Just parse the whole directory structure once. Either in the __autoload function, or even just in the same PHP file where it's defined, loop over the contents of the classes directory and cache what files are where. So, if you try to load the User class, it doesn't matter if it's in classes/User.php or classes/Models/User.php or classes/Utility/User.php. Once it finds User.php somewhere in the classes directory, it will know what file to include when the User class needs to be autoloaded.
#Kevin:
I was just trying to point out that spl_autoload_register is a better alternative to __autoload since you can define multiple loaders, and they won't conflict with each other. Handy if you have to include libraries that define an __autoload function as well.

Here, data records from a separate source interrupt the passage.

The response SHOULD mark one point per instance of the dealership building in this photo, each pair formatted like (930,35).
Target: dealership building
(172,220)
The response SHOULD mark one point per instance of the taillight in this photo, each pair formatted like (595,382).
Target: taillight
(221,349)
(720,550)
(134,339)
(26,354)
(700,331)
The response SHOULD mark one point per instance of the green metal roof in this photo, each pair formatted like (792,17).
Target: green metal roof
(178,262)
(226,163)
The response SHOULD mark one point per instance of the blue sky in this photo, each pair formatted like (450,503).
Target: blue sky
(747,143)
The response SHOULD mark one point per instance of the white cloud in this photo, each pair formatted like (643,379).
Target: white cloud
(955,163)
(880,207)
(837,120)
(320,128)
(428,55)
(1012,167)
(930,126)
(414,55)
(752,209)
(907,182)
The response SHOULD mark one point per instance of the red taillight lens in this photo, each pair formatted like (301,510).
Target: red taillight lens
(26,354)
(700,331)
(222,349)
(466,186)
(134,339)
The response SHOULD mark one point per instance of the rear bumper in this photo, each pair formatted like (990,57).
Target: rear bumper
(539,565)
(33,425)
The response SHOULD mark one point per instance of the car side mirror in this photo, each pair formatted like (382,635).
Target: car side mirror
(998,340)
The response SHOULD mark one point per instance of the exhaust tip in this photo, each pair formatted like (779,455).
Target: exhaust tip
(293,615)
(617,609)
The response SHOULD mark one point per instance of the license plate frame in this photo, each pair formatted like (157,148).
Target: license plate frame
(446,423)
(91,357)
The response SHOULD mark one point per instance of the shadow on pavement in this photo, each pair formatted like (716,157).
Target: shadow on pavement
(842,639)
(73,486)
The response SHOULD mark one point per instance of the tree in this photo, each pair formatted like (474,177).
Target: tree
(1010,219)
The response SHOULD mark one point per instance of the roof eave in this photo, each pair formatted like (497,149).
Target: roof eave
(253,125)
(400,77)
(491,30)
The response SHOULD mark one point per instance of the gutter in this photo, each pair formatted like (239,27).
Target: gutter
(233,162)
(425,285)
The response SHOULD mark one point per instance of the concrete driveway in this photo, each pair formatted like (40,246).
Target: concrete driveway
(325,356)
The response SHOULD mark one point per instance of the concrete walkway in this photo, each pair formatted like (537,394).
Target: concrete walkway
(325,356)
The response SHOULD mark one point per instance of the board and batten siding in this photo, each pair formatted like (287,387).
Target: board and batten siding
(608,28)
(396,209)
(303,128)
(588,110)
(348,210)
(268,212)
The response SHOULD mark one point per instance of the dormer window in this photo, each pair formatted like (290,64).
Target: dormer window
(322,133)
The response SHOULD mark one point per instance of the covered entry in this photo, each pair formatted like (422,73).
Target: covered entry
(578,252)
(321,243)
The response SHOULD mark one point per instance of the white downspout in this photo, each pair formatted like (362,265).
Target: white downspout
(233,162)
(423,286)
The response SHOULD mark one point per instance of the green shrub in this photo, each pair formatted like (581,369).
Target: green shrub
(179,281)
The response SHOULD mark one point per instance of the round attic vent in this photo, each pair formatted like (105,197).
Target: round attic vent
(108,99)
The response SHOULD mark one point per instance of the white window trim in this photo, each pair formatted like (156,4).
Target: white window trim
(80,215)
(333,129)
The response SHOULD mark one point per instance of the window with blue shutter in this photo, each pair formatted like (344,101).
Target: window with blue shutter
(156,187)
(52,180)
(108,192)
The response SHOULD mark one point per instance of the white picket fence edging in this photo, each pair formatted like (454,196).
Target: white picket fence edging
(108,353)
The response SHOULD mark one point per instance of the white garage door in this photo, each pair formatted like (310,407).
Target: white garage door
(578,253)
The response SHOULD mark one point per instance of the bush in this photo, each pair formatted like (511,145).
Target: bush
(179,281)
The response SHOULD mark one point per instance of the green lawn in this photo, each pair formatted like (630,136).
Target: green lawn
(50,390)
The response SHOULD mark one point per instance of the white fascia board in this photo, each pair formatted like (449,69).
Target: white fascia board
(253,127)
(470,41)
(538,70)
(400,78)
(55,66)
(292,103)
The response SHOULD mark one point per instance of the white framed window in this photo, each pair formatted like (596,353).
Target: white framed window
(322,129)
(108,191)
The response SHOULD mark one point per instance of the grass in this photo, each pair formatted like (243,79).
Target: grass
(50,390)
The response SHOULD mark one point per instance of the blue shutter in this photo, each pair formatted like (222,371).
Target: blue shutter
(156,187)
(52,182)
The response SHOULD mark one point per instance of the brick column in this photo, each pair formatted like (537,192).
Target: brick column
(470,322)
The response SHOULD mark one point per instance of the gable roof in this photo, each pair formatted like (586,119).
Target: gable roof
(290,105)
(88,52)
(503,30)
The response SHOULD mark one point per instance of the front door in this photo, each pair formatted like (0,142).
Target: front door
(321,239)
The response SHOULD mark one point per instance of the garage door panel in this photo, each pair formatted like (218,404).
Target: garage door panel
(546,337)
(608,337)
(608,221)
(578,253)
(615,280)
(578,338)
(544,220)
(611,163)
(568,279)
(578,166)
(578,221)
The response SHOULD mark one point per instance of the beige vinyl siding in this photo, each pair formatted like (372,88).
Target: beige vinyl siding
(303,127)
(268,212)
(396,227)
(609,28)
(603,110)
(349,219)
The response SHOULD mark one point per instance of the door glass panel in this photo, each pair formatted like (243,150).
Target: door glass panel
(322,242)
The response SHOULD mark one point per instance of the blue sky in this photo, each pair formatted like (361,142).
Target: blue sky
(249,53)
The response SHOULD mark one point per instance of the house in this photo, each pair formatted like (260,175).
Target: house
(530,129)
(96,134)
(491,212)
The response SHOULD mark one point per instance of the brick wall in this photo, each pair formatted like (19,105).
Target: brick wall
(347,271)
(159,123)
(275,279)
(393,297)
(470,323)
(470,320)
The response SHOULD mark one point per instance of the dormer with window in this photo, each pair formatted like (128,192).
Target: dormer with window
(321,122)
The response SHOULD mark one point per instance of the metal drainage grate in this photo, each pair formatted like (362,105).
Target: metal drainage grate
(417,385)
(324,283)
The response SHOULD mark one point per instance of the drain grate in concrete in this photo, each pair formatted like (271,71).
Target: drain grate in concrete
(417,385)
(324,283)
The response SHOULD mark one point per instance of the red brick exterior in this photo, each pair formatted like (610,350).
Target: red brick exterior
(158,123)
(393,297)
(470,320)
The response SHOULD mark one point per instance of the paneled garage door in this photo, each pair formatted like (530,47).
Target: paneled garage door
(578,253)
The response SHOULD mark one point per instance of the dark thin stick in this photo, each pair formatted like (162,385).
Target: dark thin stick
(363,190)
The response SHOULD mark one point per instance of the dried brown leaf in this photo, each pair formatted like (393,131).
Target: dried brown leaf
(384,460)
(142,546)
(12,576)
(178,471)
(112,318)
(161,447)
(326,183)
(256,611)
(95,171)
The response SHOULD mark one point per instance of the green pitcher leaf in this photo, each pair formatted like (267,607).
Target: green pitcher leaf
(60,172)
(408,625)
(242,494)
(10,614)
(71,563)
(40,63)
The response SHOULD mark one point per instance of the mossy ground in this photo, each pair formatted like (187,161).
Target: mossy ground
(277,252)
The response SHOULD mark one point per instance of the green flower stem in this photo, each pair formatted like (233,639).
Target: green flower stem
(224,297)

Are you sure? The documentation says differently:
If your code has an existing __autoload function then this function must be explicitly registered on the __autoload stack. This is because spl_autoload_register() will effectively replace the engine cache for the __autoload function by either spl_autoload() or spl_autoload_call().
=> you have to explicitly register any library's __autoload as well. But apart from that you're of course right, this function is the better alternative.
__autoload will work, but only in PHP 5.